FIG. 10 generally illustrates interaction of a host and an accelerator (e.g., GEMM) provided in one embodiment of the invention. The matrix data is moved from the host 1010 to the accelerator 1020 by a first DMA operation or set of operations 1015. The accelerator performs the matrix multiplication and the result is moved back from accelerator 1020 to host 1010 by second DMA operation 1025. Notably, it is not necessary to perform a separate matrix format conversion operation in the host or accelerator.
FIG. 11 illustrates a computing device provided by an embodiment of the invention.
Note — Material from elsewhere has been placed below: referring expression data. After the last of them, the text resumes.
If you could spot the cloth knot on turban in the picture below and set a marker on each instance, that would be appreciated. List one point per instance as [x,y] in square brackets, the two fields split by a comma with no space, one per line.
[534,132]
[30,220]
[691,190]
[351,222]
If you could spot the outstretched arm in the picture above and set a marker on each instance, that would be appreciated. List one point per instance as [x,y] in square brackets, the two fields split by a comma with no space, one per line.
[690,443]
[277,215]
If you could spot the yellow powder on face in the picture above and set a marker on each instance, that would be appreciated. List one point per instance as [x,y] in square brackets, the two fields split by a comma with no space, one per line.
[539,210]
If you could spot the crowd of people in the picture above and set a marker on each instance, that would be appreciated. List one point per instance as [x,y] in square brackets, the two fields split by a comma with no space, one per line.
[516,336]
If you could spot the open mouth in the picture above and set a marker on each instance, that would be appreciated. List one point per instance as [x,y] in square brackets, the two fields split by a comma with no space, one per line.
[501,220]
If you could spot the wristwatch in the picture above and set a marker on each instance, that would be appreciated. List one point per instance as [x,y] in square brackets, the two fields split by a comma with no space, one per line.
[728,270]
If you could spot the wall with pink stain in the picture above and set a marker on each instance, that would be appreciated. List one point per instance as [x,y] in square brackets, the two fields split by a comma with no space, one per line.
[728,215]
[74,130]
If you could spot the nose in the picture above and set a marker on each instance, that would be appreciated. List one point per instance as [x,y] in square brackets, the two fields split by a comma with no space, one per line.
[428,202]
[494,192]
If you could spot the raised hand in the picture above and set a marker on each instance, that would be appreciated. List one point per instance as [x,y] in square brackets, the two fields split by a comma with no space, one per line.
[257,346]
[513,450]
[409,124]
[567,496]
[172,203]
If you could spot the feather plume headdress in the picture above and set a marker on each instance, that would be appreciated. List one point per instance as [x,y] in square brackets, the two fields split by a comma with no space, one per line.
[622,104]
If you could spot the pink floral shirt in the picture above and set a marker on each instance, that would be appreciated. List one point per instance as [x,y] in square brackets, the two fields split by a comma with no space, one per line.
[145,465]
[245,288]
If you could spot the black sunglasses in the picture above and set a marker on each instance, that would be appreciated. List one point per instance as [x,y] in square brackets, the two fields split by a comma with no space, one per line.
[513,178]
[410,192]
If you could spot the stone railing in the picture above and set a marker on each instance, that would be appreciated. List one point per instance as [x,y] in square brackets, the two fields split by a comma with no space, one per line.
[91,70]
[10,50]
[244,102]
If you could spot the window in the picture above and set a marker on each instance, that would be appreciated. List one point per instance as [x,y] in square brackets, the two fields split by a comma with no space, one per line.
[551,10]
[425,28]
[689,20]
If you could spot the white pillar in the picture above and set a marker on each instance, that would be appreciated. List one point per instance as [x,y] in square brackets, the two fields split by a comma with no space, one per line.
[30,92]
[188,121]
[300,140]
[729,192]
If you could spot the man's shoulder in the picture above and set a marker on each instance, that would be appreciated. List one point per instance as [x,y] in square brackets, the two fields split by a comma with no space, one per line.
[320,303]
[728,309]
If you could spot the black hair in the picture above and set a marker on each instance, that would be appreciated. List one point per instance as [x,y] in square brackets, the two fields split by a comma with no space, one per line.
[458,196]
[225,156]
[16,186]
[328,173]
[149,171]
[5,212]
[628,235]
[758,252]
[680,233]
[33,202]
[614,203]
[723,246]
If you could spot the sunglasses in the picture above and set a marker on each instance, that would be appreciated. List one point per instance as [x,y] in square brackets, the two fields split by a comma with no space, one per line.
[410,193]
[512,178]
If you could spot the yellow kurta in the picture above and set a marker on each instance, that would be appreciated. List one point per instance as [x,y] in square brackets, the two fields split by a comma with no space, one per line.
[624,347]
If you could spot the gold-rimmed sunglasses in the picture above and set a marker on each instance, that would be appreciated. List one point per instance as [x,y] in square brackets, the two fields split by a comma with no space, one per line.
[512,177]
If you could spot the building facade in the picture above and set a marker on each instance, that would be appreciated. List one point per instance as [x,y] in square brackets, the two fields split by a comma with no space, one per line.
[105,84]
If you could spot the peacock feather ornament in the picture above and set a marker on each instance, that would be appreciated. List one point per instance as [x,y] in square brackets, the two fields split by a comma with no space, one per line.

The apparatus includes a host portion 1110, the host portion 1110 including at least a processor 1120 and a memory 1130. The apparatus also includes an accelerator 1140. The apparatus also includes a DMA manager 1150.DMA manager 1150 may be a stand alone device or may be provided by processor 1120 executing program instructions stored in memory 1130. Memory 1130 may typically include volatile and nonvolatile memory such as RAM, ROM, mass storage, and the like. Those skilled in the art will readily understand the different portions of memory and their typical usage. Host matrix memory 1135 is separate from memory 1130 or included in memory 1130, where matrix data accessible to host portion 1110 is stored. The accelerator matrix memory 1145 is also separate from the memory 1130 or included in the memory 1130, where matrix data accessible to the accelerator is stored. The apparatus also includes at least one data bus 1160, the data bus 1160 being operable to couple various components in the apparatus, data being movable between the components via the data bus 1160. At least one such data bus couples memory 1135 to memory 1145 so that data may be moved from one such memory to another. The DMA manager 1150 controls various aspects of such data movement, particularly with respect to matrix data, as described herein. In particular, the DMA manager 1150 or processor 1120 executing program instructions stored in the memory 1130 may be used to configure and control DMA data movement between the host matrix memory 1135 and the accelerator matrix memory 1145, as described herein. The computing device in fig. 11 may be varied in many ways and may include additional components. A direct data connection 1165 between the accelerator 1140 and the accelerator matrix memory 1145 is also shown to emphasize that the accelerator may be architecturally close to the accelerator matrix memory 1145 in order to facilitate matrix multiplication computations.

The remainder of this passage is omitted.